Jeremy Corbyn’s plan to build new submarines yet not have them carry nuclear weapons does not prove very popular with the public. Three in ten (28%) support Mr Corbyn’s idea while a majority (52%) would rather replace the submarines and continue to have them carry their nuclear arsenal. Just 16% say that Britain should scrap the submarines altogether. Among non-Labour supporters, the gap is even higher – 65% want to keep Trident with nuclear weapons, while 23% support Mr Corbyn’s option. One in three (34%) Labour voters support the Labour leader’s plan while 36% support rebuilding the submarines and continuing to have them carry nuclear warheads, and 26% want to get rid of them altogether.

However other of Jeremy Corbyn’s policies prove more popular. Two in three (66%, 46% strongly) support his idea that companies should be banned from paying their shareholders dividends unless their staff earn the living wage (17% oppose it). While Labour supports are overwhelmingly in favour of the policy idea (75%), it even shows popularity amongst Conservatives with three in five (59%) supporting it. The overall figure however slightly drops to three in five (60%) when the question wording attributes the policy to Jeremy Corbyn – mainly among non-Labour supporters where support falls from 63% to 50%.

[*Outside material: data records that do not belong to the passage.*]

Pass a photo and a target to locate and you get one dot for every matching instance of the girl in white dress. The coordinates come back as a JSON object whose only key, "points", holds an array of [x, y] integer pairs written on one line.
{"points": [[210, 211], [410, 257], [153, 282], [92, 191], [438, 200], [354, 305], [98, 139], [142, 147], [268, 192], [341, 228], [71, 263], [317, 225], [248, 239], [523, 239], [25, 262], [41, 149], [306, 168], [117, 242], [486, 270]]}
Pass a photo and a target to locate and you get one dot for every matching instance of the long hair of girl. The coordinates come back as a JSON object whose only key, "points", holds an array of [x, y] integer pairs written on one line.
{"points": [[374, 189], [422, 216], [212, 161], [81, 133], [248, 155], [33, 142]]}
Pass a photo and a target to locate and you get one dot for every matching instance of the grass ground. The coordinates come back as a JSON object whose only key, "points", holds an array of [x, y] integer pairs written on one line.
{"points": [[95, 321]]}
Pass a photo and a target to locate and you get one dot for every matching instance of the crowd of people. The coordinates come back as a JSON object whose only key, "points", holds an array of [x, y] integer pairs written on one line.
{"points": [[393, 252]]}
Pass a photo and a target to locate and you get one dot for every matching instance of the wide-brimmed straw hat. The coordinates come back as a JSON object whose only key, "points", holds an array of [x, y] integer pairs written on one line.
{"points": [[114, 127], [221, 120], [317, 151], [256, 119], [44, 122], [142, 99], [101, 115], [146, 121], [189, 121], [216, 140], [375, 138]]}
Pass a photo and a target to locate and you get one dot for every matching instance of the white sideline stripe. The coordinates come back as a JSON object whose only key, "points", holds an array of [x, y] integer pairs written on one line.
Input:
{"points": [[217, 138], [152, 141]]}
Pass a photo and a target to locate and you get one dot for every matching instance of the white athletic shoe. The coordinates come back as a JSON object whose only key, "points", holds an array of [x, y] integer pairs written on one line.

David Cameron remains the party leader with the highest satisfaction rating, with 42% satisfied with his performance and just over half (52%) dissatisfied (giving a -9 net satisfaction score). Three in ten (31%) are satisfied with Labour leader Jeremy Corbyn and 49% are dissatisfied (-18 net satisfaction). UKIP leader Nigel Farage’s ratings are identical to Mr Corbyn’s (31% satisfied and 49% dissatisfied) and while 22% are satisfied with Tim Farron (32% dissatisfied) 46% say they ‘don’t know’, showing the Liberal Democrat leader has yet to make a breakthrough into the public’s awareness.

Ongoing vote intention figures still show the Conservative party with a lead over Labour. The Conservatives currently stand at 40% compared to Labour with 31%, UKIP at 11% and the Liberal Democrats at 7%.

Gideon Skinner, Head of Political Research at Ipsos MORI, said:

“Labour starts 2016 with big challenges ahead, being the furthest behind the Conservatives on perceptions of unity and leadership team since we started asking the question. The last time one of the big two was this far behind was in May 2001, when William Hague’s Conservatives were trailing Tony Blair’s New Labour. Meanwhile, the British public are as opposed to unilateral disarmament today as they were when we were asking them 30 years ago.”

Technical note

Ipsos MORI interviewed a representative sample of 1,027 adults aged 18+ across Great Britain. Interviews were conducted by telephone 23-25 January 2016. Data are weighted to match the profile of the population.